Comprendre les enjeux du rapport sur la bioéthique

 

Le Comité consultatif national sur la bioéthique doit rendre sa synthèse mardi. Elle doit aider les parlementaires à réviser la loi de 2011 sur des thèmes aussi sensibles que la fin de vie ou la PMA pour toutes.

Jusqu’où accepterons nous de laisser courir le progrès scientifique ? De janvier à avril, philosophes, médecins, associations et groupes d’intérêts comme simples citoyens ont réfléchi ensemble à cette limite partout en France.  Un rapport réunissant l’ensemble de leurs débats sera remis mardi 5 juin au Parlement.  L’objectif ? Alimenter la réflexion des députés chargés de dépoussiérer les lois relatives au vivant. Mais très attendu, l’avis du Comité national d’éthique, organisateur des Etats généraux, devrait être reporté à septembre.

 

  • Au fait, c’est quoi la bioéthique ?

 

La bioéthique interroge l’aspect moral des évolutions scientifiques sur le vivant, et plus particulièrement sur le corps humain. Génétique, recherches sur l’embryon, procréation, fin de vie… Les sujets de questionnement sont vastes.  La première réflexion de bioéthique a lieu en 1947, au cours du procès de Nuremberg, alors que le terme n’existait pas encore.

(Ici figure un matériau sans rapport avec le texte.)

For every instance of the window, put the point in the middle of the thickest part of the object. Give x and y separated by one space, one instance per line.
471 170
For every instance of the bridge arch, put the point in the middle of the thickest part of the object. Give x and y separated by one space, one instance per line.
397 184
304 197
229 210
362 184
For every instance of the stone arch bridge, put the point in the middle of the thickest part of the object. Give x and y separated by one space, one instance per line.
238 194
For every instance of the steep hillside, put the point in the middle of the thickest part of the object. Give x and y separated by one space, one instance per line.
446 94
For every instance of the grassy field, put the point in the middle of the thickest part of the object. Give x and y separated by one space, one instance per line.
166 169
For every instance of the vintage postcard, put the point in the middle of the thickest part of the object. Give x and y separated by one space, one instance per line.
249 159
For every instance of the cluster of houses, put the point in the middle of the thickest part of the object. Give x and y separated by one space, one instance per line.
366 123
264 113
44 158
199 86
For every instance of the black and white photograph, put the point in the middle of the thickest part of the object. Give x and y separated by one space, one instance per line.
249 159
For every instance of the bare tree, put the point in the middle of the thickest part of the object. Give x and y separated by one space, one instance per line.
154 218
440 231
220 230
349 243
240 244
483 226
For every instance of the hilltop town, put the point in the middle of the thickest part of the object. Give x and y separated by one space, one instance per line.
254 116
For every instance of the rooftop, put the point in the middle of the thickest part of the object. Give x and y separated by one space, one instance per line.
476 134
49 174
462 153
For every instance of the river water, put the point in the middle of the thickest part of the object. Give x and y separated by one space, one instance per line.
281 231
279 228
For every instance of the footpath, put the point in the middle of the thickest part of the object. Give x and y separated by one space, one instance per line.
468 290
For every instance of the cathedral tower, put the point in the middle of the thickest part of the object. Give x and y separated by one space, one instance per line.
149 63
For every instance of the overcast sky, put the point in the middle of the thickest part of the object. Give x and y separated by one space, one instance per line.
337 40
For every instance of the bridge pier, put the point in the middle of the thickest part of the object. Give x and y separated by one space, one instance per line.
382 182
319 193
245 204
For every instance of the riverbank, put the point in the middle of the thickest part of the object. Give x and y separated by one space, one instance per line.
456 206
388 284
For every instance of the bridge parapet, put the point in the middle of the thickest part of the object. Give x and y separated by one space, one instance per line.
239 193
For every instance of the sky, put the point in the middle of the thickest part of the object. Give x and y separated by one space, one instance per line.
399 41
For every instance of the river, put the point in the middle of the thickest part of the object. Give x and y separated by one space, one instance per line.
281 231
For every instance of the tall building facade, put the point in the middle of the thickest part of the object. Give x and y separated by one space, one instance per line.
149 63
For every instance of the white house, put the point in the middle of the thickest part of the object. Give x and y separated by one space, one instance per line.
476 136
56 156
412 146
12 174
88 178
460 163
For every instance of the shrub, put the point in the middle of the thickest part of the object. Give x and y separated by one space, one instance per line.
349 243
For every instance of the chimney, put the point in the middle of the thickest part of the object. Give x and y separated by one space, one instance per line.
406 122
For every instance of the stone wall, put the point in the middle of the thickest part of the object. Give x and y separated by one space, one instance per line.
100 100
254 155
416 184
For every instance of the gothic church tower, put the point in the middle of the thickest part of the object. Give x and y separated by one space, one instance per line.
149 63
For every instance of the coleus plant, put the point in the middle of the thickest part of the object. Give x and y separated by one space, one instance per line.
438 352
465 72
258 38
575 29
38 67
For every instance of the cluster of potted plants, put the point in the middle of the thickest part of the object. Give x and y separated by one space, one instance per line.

Face aux médecins nazis qui exploitaient les déportés comme cobayes pour leurs expériences, les juges se sont sentis dépourvus d’outils juridiques. Dix critères ont alors été déterminés pour encadrer l’expérimentation biomédicale.

 

  • Qui est à l’origine de ce rapport ?

 

Dès sa campagne présidentielle, Emmanuel Macron plaidait pour un débat national sur la bioéthique. Il en a confié l’organisation au Comité consultatif national d’éthique (CCNE), une instance indépendante dont les membres sont en revanche nommés par le gouvernement. Le 18 janvier 2018,  les Etats généraux de la bioéthique étaient lancés. Tous les Français étaient invités à s’exprimer sur neuf grandes thématiques. Quelques 65 000 contributions sur Internet et 280 débats dans tout le pays plus tard, le CCNE s’apprête à rendre son rapport aux parlementaires.

 

  • Que contient ce rapport ?

 

Une synthèse “neutre” des débats accompagnée d’un avis pour chacune des neuf thématiques. C’est la promesse du CCNE. Si les sujets relatifs à la procréation ont été les plus abordés — ils ont recueilli la moitié des contributions sur Internet -, d’autres sont aussi au programme. La fin de la vie, l’intelligence artificielle ou encore la médecine prédictive seront au coeur des discussions des députés. Mais la participation massive des mouvements liés à la Manif pour tous, opposés à l’ouverture à la Procréation médicalement assistée (PMA), à toutes les femmes interroge la représentativité du rapport.

 

  • Comment va t‐il être utilisé ?

 

Les députés et sénateurs de l’Office parlementaire de l’évaluation des choix scientifiques et techniques (Opecst) vont s’appuyer sur ce rapport pour la rédaction du projet de loi relative à la bioéthique, qui sera débattu en septembre. Louis Schweitzer, le médiateur des Etats généraux, a insisté dès le mois d’avril sur le fait que les consultations “n’étaient pas référendaires et n’ont pas vocation à l’être”. Il s’agit uniquement d’un éclairage pour le législateur.